A buyer persona is fictional character created to represent a user type that will typically be the ones who interact with your brand. The CEO or the CFO. The Sustainability Officer or Innovation Manager.
In my case, for Series A companies, it's the communications/marketing manager. For smaller companies, it's the CEO/CMO.
They're the one who you'll actually have to target. The ones who'll be the point of contact in the buying cycle. By undertaking research, it's possible to find out who they are and what kind of language they use.
How to define a persona?
Your buyer personas need to be based on real-world data, not gut instinct. I suggest asking five companies that you want to work about their buying process. Learn about your audience, from them! Some ways which you can define a buyer persona are:
What are their job responsibilities?
What is their age & position at the company?
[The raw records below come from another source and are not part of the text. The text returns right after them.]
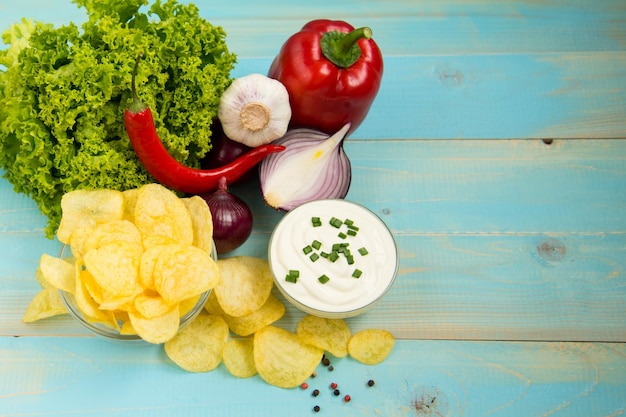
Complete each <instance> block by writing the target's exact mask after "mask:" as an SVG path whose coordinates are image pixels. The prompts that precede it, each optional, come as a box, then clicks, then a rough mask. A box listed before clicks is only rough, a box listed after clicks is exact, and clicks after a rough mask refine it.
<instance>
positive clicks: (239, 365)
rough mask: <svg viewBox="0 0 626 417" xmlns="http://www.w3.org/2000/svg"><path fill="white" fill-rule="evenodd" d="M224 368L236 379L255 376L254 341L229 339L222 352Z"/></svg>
mask: <svg viewBox="0 0 626 417" xmlns="http://www.w3.org/2000/svg"><path fill="white" fill-rule="evenodd" d="M223 361H224V366H226V369H228V372H230V373H231V374H232V375H234V376H236V377H237V378H250V377H252V376H254V375H256V374H257V370H256V365H255V364H254V339H253V338H251V337H247V338H243V339H230V340H229V341H228V342H227V343H226V346H224V352H223Z"/></svg>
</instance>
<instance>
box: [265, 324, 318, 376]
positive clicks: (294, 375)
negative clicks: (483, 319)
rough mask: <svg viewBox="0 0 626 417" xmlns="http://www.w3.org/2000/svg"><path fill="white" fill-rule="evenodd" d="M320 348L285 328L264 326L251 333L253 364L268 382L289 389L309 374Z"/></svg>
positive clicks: (317, 354)
mask: <svg viewBox="0 0 626 417" xmlns="http://www.w3.org/2000/svg"><path fill="white" fill-rule="evenodd" d="M323 354H324V351H323V350H322V349H320V348H318V347H315V346H312V345H307V344H305V343H303V342H302V341H301V340H300V338H299V337H298V336H296V335H295V334H294V333H291V332H289V331H287V330H285V329H281V328H280V327H275V326H267V327H264V328H263V329H261V330H259V331H258V332H256V333H255V334H254V363H255V364H256V368H257V371H258V373H259V376H260V377H261V378H263V380H264V381H265V382H267V383H268V384H271V385H274V386H277V387H282V388H293V387H297V386H298V385H300V384H301V383H302V382H304V381H305V380H306V379H307V378H308V377H310V376H311V374H312V373H313V371H314V370H315V368H316V367H317V365H318V364H319V362H320V360H321V359H322V355H323Z"/></svg>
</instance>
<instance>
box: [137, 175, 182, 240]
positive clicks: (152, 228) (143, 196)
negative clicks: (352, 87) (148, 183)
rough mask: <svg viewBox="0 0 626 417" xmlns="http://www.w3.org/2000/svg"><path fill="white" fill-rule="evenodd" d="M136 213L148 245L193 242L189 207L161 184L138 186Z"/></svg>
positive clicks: (171, 192)
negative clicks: (138, 186) (138, 190)
mask: <svg viewBox="0 0 626 417" xmlns="http://www.w3.org/2000/svg"><path fill="white" fill-rule="evenodd" d="M134 216H135V226H137V228H138V229H139V232H140V233H141V236H142V238H143V244H144V247H145V248H149V247H150V246H153V245H164V244H171V243H178V244H183V245H191V244H192V243H193V227H192V225H191V215H190V214H189V210H187V207H186V206H185V203H183V202H182V201H181V199H180V198H178V197H177V196H176V194H174V193H173V192H172V191H170V190H168V189H167V188H165V187H163V186H162V185H159V184H147V185H144V186H143V187H141V188H140V189H139V191H138V193H137V200H136V202H135V213H134Z"/></svg>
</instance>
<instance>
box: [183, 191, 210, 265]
mask: <svg viewBox="0 0 626 417" xmlns="http://www.w3.org/2000/svg"><path fill="white" fill-rule="evenodd" d="M182 201H183V203H185V206H187V210H189V214H190V215H191V225H192V227H193V245H194V246H197V247H199V248H200V249H204V250H205V251H207V253H209V254H210V253H211V251H212V249H213V217H212V216H211V210H210V209H209V205H208V204H207V203H206V201H205V200H204V198H202V197H200V196H197V195H195V196H193V197H189V198H183V199H182Z"/></svg>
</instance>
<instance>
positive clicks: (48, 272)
mask: <svg viewBox="0 0 626 417" xmlns="http://www.w3.org/2000/svg"><path fill="white" fill-rule="evenodd" d="M39 270H40V271H41V277H42V278H43V280H44V281H46V282H47V283H49V284H50V285H52V286H53V287H55V288H58V289H60V290H63V291H66V292H69V293H72V294H73V293H74V290H75V288H76V269H75V266H74V264H72V263H70V262H68V261H66V260H64V259H61V258H56V257H54V256H50V255H47V254H45V253H44V254H43V255H41V258H40V259H39Z"/></svg>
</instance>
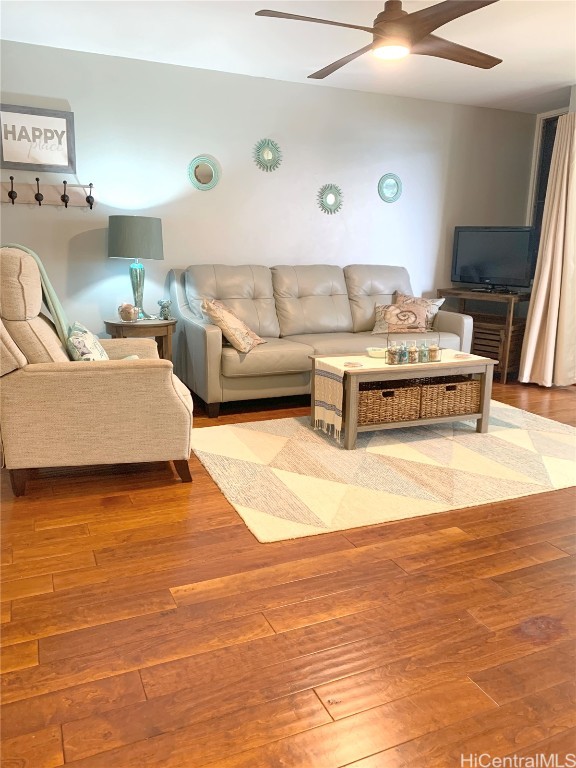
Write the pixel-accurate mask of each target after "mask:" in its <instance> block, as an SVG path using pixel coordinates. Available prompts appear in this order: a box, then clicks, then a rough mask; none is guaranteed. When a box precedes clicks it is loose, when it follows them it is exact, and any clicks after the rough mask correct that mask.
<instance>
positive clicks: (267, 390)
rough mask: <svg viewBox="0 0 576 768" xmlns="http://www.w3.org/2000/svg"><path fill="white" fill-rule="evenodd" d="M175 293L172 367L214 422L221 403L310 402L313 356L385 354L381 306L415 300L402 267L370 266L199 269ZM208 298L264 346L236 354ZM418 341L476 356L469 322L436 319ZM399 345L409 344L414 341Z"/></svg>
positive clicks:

What industries are they present in?
What are they interested in outside of work?
What is their annual revenue?
What level of experience do they have?
What are their goals?
What are their challenges?
What are their favourite brands?
Define their challenges and jobs to be done
The next step of the process is to ask yourself "What are the challenges they face and how does your product or service solve that problem?" Some possible answers could be:
What are their major pain points that drive them towards your solution or product?
What are their career/life goals? For instance, if they're an entrepreneur, it might be getting VC funding or going to IPO, whereas an employee might care more about a promotion.
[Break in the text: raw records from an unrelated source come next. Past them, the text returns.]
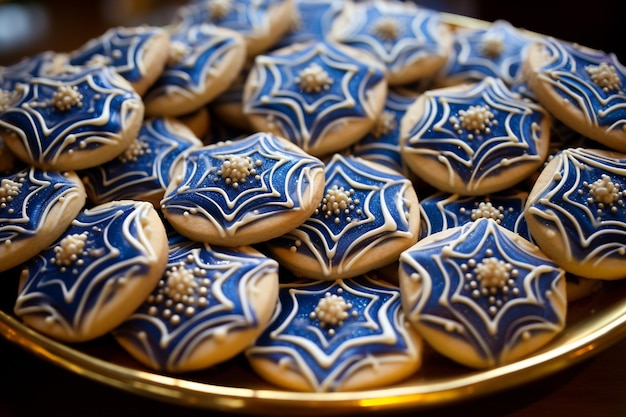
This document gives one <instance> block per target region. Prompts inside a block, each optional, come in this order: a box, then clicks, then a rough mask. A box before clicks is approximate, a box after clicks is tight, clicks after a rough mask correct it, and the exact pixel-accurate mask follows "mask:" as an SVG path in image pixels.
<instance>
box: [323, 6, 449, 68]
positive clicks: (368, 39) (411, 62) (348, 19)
mask: <svg viewBox="0 0 626 417" xmlns="http://www.w3.org/2000/svg"><path fill="white" fill-rule="evenodd" d="M350 11H351V13H350V18H349V19H347V25H345V26H342V27H334V28H333V39H335V40H336V41H338V42H341V43H343V44H345V45H349V46H352V47H355V48H358V49H362V50H365V51H367V52H369V53H371V54H372V55H373V56H375V57H376V58H377V59H378V60H380V61H381V62H383V63H384V65H385V67H386V68H387V70H388V71H389V72H390V73H392V74H395V73H399V72H401V71H403V70H404V68H406V67H407V66H409V65H412V64H414V63H416V62H418V61H419V60H421V59H423V58H425V57H430V56H441V57H446V56H447V54H448V51H447V47H445V46H444V44H443V43H442V37H441V20H440V15H439V13H438V12H435V11H433V10H430V9H426V8H423V7H419V6H415V5H414V4H412V3H403V2H386V1H374V2H366V3H356V5H355V7H354V8H353V9H351V10H350Z"/></svg>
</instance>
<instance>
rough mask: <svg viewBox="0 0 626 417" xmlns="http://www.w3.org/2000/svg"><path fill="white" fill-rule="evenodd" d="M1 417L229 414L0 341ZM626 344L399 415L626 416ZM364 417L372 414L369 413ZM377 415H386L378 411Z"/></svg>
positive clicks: (608, 348) (213, 415)
mask: <svg viewBox="0 0 626 417" xmlns="http://www.w3.org/2000/svg"><path fill="white" fill-rule="evenodd" d="M0 352H2V356H1V357H2V362H1V364H0V376H1V377H0V416H3V417H14V416H19V417H23V416H48V417H51V416H66V417H71V416H90V417H95V416H108V415H116V416H120V417H121V416H130V415H142V416H143V415H146V416H151V417H152V416H172V415H177V416H182V415H184V416H185V417H196V416H207V415H210V416H211V417H219V416H228V415H232V414H227V413H219V412H216V411H213V410H199V409H193V408H186V407H181V406H177V405H172V404H169V403H163V402H159V401H155V400H152V399H147V398H144V397H142V396H137V395H134V394H130V393H127V392H126V391H123V390H119V389H117V388H113V387H110V386H106V385H102V384H100V383H98V382H94V381H92V380H90V379H87V378H85V377H82V376H79V375H76V374H74V373H72V372H70V371H67V370H65V369H62V368H59V367H57V366H56V365H52V364H50V363H48V362H46V361H43V360H41V359H39V358H37V357H35V356H33V355H32V354H30V353H28V352H26V351H24V350H22V349H21V348H20V347H18V346H16V345H13V344H12V343H9V342H7V341H5V340H0ZM625 352H626V340H624V341H621V342H619V343H617V344H615V345H613V346H611V347H609V348H608V349H606V350H605V351H603V352H600V353H599V354H597V355H594V356H592V357H590V358H589V359H587V360H585V361H583V362H581V363H578V364H576V365H574V366H572V367H570V368H566V369H565V370H564V371H560V372H558V373H556V374H553V375H551V376H549V377H546V378H544V379H541V380H539V381H535V382H532V383H529V384H525V385H522V386H519V387H517V388H514V389H510V390H506V391H503V392H499V393H496V394H493V395H489V396H485V397H480V398H476V399H468V400H467V401H463V402H461V403H456V404H453V405H450V406H442V407H437V408H434V409H429V410H419V412H416V411H414V410H407V411H405V412H402V413H400V414H395V413H394V414H393V415H395V416H397V417H402V416H405V415H406V416H409V415H410V416H416V415H419V416H423V417H435V416H450V415H464V414H466V413H468V410H470V411H471V414H470V415H472V416H481V417H496V416H497V417H504V416H506V417H525V416H557V415H558V416H568V417H579V416H590V417H591V416H593V417H617V416H624V415H626V355H625V354H624V353H625ZM367 415H372V416H375V415H378V414H370V413H367ZM382 415H385V416H386V415H389V413H383V414H382Z"/></svg>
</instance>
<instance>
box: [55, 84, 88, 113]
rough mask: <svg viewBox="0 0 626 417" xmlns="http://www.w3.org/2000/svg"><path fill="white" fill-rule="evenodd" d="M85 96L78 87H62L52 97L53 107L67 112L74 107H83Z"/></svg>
mask: <svg viewBox="0 0 626 417" xmlns="http://www.w3.org/2000/svg"><path fill="white" fill-rule="evenodd" d="M82 100H83V95H82V94H81V93H80V92H79V91H78V87H76V86H69V85H61V86H59V87H58V88H57V90H56V91H55V93H54V95H53V96H52V105H53V106H54V107H55V108H56V109H57V110H59V111H67V110H70V109H71V108H72V107H78V108H80V107H83V102H82Z"/></svg>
What are their business goals?
How can you find out more about your buyer persona?
Google research. How would my customers find me online? What are they searching for?
Ecosystem. Create a list of all the solutions which your target audience may already be using. How are they communicating? Look at your competitors and see whom they’ve partnered with. Analyse their ecosystem and see if you can find any similar companies to strike up a conversation with.
Ask them. Ask your potential target audiences where they get their information, what publications they read and what would convince them to work with you over someone else.
SEO research. Write a list of your keywords. What are your customers are using to search for your product? Find out with a product like SEMRush or Ubersuggest.
Compile the research
Gather all of your research and start looking for common characteristics. Give your buyer persona a name, a job title, a home, and other defining characteristics. They should seem like a real person.
For example, if your selling impact measurement technology to mid-size NGOs, your target audience might be COOs. They may all well be at the end of their career and working with NGOs after a for-profit career. Or potentially they've spent their entire career in the non-profit sector. Knowing these differences is important.
Either way, they also might like to go camping regularly, all own electric vehicles, and have limited experience with impact measurement. Based on research, you’ll give them representative characteristics that make them a real person:
More likely to be a woman
She is 50 years old
She has grown up kids
She lives in London
She works as a COO or CCO
She owns an EV
She likes to camp in Devon
She has a few years left in her career and wants to set the organization up for success
She doesn't have much experience measuring impact
She is technology-focused
Give them a name
Then the next step is to give them a name. Let's call her Electric Lizzie.
The process of creating a buyer persona is important for the next step in brand building — Strategic Messaging — because it's Electric Lizzie's pain points we're going to be solving.
It will also save a lot of time and money if and when you begin to use paid advertising, you already know a lot about the habits of the person who will be in charge of buying your product.